Beneficjentami decyzji zwrotowej byli Marzena K., Grzegorz Majewski oraz Janusz Piecyk. W 2012 roku otrzymali oni od stołecznego Ratusza działkę. Jak się potem okazało plac uzyskali nielegalnie, bo poprzedni właściciel duńskiego pochodzenia otrzymał już odszkodowanie. Prezydent Warszawy oskarżała Krzysztofa Śledziewskiego o zatajenie dokumentów potwierdzających to świadczenie. Ale przesłuchiwany przekonywał, że dane były dostępne dla każdego urzędnika na płycie CD.

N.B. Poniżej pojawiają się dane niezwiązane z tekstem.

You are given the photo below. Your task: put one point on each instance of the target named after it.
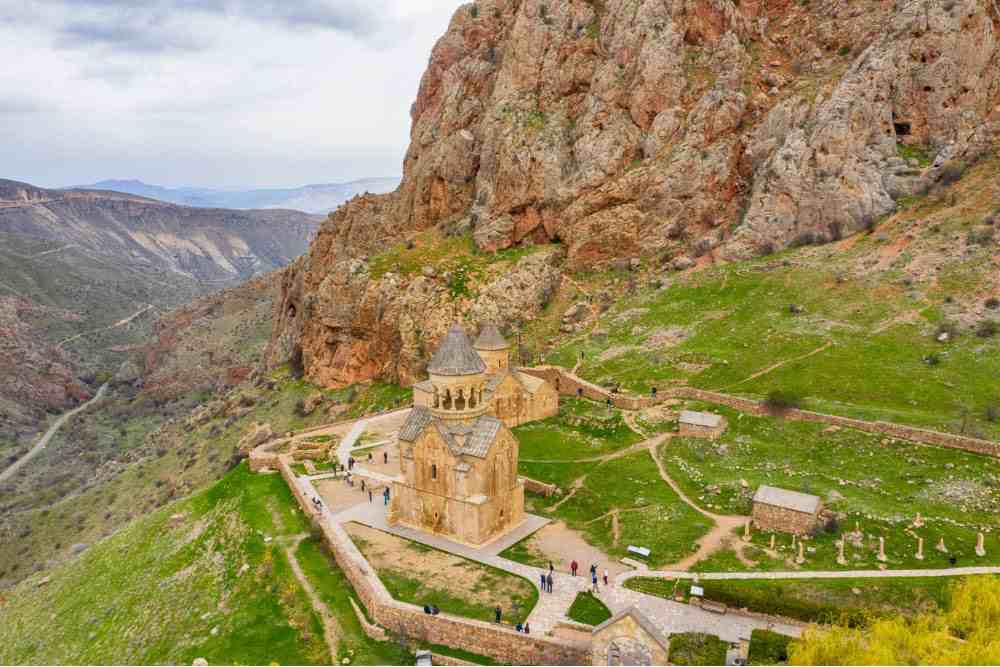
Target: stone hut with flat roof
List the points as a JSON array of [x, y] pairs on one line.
[[701, 424], [785, 511], [458, 461], [628, 638]]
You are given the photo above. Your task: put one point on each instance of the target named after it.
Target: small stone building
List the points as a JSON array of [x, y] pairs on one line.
[[785, 511], [458, 462], [511, 396], [628, 638], [701, 424]]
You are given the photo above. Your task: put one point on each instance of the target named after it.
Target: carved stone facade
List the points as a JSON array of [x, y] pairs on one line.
[[628, 638], [458, 461]]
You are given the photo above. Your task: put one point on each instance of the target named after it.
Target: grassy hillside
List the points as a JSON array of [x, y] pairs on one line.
[[901, 324], [133, 454], [206, 577]]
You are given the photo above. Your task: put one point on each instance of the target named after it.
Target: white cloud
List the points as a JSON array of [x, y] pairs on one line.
[[217, 92]]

Jednym z zatrzymanych w sprawie dzikiej reprywatyzacji jest były wicedyrektor Biura Gospodarki Nieruchomościami Jakub R. Jak zeznał Krzysztof Śledziński  jego przełożony wprost zażądał pozytywnej decyzji przejęcia gruntu. Świadek przyznał również, że na przygotowanie decyzji reprywatyzacyjnej miał tydzień, a takie tempo związane było tylko ze sprawą Chmielnej 70. Przygotowany projekt decyzji był analizowany przez kierownika, naczelnika, radcę prawnego i w końcu podpisany przez upoważnioną przez prezydenta miasta osobę. W tym przypadku był to wicedyrektor Jakub R.

Przed komisją weryfikacyjną swoje wyjaśnienia złożył także jeden z beneficjentów decyzji zwrotowej mecenas Grzegorz Majewski. Zaś była urzędniczka resortu sprawiedliwości Marzena K. oskarżona o zatajanie zysków z reprywatyzacji odmówiła składania zeznań.